The cigarette companies, and the ad trade groups, contend that since cigarettes are a legal product, at least for adults, there shouldn't be any legal restrictions on their advertising.
If federal or state laws were to limit their freedom to promote their product, the cigarette companies and the trade groups caution, the rights of other product categories to advertise their wares would be in peril.
Does that dire warning apply to O.J. Simpson, who in the eyes of the law if not the eyes of much of the populace, is considered a legal entity? I think not, but if the ad groups want to be consistent they should go to bat for O.J., too.
The producer of the O.J. cassette, Tony Hoffman, contends that the media are refusing to sell him time to advertise the $29.95 video telling O.J.'s side of his ex-wife's murder.
Mr. Hoffman is ready and willing to spend $1 million a week on TV advertising, but as he told Jane Pauley of NBC-TV's "Today" show the other week: "We've built a whole campaign around 1 800 OJ-TELLS, and we can't get enough stations*.*.*.*There are 50 stations that are airing it, but there are a lot of cable systems that won't, including CNBC, which is so hypocritical.
"Same thing with the newspapers. You have the Enquirer and the Star who make fortunes. I just grabbed one here in the studio. There's O.J. right on the top. Yet they won't sell me space. Let me buy space to sell my tapes."
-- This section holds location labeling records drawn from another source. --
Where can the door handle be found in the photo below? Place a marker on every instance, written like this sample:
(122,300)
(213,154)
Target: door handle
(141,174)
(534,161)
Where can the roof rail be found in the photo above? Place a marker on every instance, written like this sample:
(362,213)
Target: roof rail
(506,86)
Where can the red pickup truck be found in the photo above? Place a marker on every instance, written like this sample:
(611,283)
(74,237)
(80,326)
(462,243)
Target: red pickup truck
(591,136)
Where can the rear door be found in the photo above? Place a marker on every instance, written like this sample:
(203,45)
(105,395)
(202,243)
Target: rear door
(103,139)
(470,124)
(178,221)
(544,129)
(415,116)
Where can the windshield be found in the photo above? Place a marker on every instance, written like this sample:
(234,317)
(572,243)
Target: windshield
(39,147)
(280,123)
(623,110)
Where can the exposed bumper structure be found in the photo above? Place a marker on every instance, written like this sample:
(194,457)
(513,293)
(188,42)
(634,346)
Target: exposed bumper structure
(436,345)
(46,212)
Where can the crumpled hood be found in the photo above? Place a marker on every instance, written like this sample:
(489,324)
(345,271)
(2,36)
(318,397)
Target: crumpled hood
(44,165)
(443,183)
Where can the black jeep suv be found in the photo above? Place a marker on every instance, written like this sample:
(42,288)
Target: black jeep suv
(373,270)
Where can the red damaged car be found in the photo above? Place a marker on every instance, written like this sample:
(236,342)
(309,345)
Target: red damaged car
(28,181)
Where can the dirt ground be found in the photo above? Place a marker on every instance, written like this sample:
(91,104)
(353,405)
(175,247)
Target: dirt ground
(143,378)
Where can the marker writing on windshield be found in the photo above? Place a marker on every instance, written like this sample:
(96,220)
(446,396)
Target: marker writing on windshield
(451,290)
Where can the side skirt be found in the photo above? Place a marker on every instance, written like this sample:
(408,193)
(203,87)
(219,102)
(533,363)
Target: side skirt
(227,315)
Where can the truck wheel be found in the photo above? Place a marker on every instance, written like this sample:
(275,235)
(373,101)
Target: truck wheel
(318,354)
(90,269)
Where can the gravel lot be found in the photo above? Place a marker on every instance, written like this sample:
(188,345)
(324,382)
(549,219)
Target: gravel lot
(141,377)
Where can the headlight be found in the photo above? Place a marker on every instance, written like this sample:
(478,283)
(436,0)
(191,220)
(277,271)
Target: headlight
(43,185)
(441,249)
Mr. Hoffman claimed that CNBC turned him down because the cable network said the tape was "objectionable material to its viewers. They spend how many hours a day talking about this, and yet they say it's objectionable? Another station said it was controversial. How do they know? They haven't seen my tape yet."
(CNBC, in a statement, confirmed it had rejected the spots, although the cable network said it is offering Mr. Simpson three free hours during a special edition of "Rivera Live.")
In words that could have come out of the mouths of the cigarette companies, Mr. Hoffman declared: "I've done a lot of work to market that piece of tape, and I think the American public should decide whether they want to buy it or not....That's what the American free enterprise system is all about-not the small group, the minority of people who are loud, who are complaining, and saying, `Don't let it on,"'
Last fall I wrote that the cigarette makers put the fear of God in other marketers by warning: "You could be next!" Right on cue, Burtch Drake, head of the American Association of Advertising Agencies, responded: "The truthful advertising of a legal product is being threatened, and we will continue to be `product blind' when it comes to our efforts to resist any such initiatives."
Oh, really? If the ad trade associations persist in going down the slippery slope of defending cigarette ads, they should be equally "product blind" in supporting the rights of people like Mr. Hoffman to advertise a legal product, no matter how unpopular or unsavory the subject matter.